#Brangelexit: From Idolatry to Reality

#Brangelexit: From Idolatry to Reality September 21, 2016

Photo by Georges Biard via Wikimedia Commons
Photo by Georges Biard via Wikimedia Commons

According to John Calvin, the human mind is a perpetual factory of idols. I’ve been reminded of this dictum as the internet blows up over news of the #Brangelina divorce—what some are calling #Brangelexit. What really got me is the ridiculous number of stories on CNN.com. Seriously, how many different angles can one legitimate news outlet possible find to report on this story?

While #Brangelina may be a predominantly Gen X obsession, the ubiquitous presence of this pop culture story might cause it to surface in youth ministry gatherings this weekend. So youth workers have choices to make. Do you ignore it or find some constructive way to address it?
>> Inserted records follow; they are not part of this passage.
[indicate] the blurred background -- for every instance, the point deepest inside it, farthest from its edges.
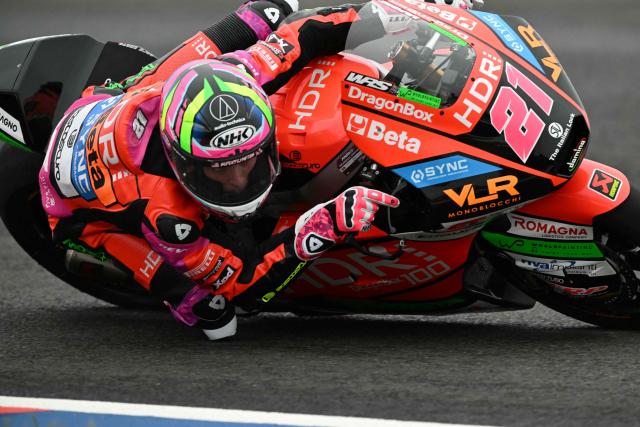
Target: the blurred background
(597, 42)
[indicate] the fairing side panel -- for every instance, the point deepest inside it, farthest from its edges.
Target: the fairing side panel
(593, 190)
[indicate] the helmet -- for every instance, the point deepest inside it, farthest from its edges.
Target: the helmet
(218, 133)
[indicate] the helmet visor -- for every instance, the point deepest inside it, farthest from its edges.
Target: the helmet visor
(232, 183)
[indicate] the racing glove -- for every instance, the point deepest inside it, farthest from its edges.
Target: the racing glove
(329, 223)
(462, 4)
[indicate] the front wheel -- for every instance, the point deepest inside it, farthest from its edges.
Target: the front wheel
(601, 287)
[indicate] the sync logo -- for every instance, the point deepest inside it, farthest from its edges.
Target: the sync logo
(443, 170)
(233, 137)
(382, 104)
(377, 131)
(10, 126)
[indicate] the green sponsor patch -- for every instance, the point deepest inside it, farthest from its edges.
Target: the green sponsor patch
(448, 34)
(543, 248)
(399, 307)
(419, 97)
(11, 141)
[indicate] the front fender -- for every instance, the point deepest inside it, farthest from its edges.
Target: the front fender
(595, 189)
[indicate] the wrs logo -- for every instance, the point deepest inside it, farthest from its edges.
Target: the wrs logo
(467, 195)
(357, 124)
(377, 131)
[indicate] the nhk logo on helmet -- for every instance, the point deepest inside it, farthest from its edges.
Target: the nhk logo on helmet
(377, 131)
(491, 202)
(233, 137)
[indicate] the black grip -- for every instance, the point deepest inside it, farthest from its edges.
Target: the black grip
(231, 34)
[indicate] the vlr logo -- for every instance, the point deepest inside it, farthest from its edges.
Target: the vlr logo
(605, 184)
(494, 186)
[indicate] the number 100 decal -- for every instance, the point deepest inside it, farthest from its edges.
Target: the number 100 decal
(510, 115)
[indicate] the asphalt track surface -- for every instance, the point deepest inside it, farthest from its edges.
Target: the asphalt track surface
(527, 368)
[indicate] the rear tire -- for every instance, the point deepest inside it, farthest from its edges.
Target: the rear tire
(617, 234)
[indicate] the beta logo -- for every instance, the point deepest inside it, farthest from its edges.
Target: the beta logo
(605, 184)
(443, 170)
(233, 137)
(377, 131)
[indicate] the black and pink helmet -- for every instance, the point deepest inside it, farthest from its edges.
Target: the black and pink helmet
(218, 130)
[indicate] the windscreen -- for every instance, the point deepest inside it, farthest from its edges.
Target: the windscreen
(425, 63)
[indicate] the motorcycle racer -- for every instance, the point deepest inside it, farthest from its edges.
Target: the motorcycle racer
(137, 168)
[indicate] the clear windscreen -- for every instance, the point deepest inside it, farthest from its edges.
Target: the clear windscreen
(420, 58)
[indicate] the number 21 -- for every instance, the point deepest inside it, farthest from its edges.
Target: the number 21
(521, 126)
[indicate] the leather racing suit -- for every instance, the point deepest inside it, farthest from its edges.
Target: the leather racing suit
(106, 185)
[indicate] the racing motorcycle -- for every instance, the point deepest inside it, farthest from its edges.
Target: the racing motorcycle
(467, 117)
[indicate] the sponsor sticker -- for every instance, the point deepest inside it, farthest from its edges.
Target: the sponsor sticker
(80, 174)
(444, 170)
(477, 99)
(224, 108)
(577, 154)
(284, 46)
(605, 184)
(368, 82)
(508, 36)
(309, 101)
(11, 126)
(550, 61)
(496, 187)
(377, 131)
(545, 229)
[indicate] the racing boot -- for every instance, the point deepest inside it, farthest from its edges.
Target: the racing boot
(214, 314)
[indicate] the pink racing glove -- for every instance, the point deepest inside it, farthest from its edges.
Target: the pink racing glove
(329, 223)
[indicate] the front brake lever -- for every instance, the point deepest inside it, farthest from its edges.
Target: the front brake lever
(351, 241)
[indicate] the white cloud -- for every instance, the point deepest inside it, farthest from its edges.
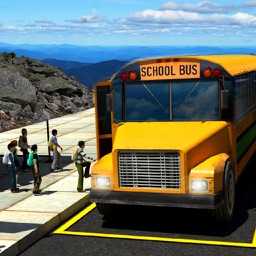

As my opening Calvin reference suggests, this is a good opportunity to explore what idolatry actually looks like in our culture. Of course, this opportunity presents itself almost every week. But given the flood of important and critical issues in the world right now—including more police shootings and #BlackLivesMatter protests—obsessing over two celebrities getting a divorce seems all the more trivial. Yet this is the point: what does it say about human nature that we would rather dissect #Brangelexit than deal with terrorist attacks, refugee crises, and racial conflict—not to mention the challenges and tragedies of our own personal lives? And—perhaps most importantly for youth workers—what role should the church and Christian leaders play in unmasking these idolatries and reshaping priorities?

This is also an opportunity to remind our youth that #Brangelexit isn’t just an internet meme or pop culture story—behind the headlines and posts are real people, including six children. Many of our youth—and many of us ourselves—have experienced the painful realities of divorce and custody battles. Some have experienced or witnessed how social media publicly objectifies personal struggles and tragedies in ways that only magnify the pain and suffering of the real individuals involved. Youth workers need to be mindful of these realities, and provide safe spaces for young people to talk about the ways in which #Brangelexit might touch nerves and reopen unhealed wounds.

Whether you plan on addressing this with your youth or not, you should at least be prepared in case it comes up. In youth ministry we have the awesome opportunity and responsibility to help young people engage the world around them as disciples of Jesus. In a culture that idolizes celebrity, this inevitably brings us face to face with things like #Brangelexit.